The Pittsburgh-headquartered provider of bauxite, alumina, and aluminum products reached an agreement with the workers’ representatives relating to a transaction between the company and PARTER. However, a final acquisition is subject to a buyer-provided credit facility to support future operations. If the acquisition cannot be completed by July 31, 2019, (extended from the original June 30 deadline), the collective dismissal and social plan are expected to go into effect on Aug. 1, 2019.
The plants include the casthouses at both facilities and the paste plant at La Coruña, which are currently in operation, and the two curtailed smelters.
Alcoa reached an agreement in January 2019 with the workers’ representatives at the two aluminum plants as part of the collective dismissal process, which was announced in October 2018. As part of that agreement, the smelters, with combined operating capacity of 124,000 metric tons per year, were curtailed in February and maintained in restart condition, in the event that third parties had interest in acquiring the facilities.

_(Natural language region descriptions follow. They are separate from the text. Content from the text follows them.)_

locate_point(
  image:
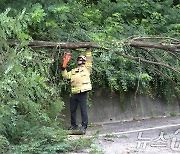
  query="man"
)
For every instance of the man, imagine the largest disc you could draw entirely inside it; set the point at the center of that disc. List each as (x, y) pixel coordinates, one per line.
(80, 85)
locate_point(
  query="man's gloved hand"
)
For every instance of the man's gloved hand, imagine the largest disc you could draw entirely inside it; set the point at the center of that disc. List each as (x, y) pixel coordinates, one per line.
(66, 59)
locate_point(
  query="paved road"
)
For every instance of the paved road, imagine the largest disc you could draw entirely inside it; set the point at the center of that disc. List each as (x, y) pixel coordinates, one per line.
(150, 136)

Alcoa expects to record restructuring-related charges in the third quarter of 2019, rather than in the second quarter of 2019, estimated to range from $100 million to $140 million (pre- and after-tax), or $0.54 to $0.75 per share, depending on whether an acquisition or collective dismissal occurs. Related cash outlays are expected to be approximately $100 million to $130 million, with approximately half to be paid in 2019.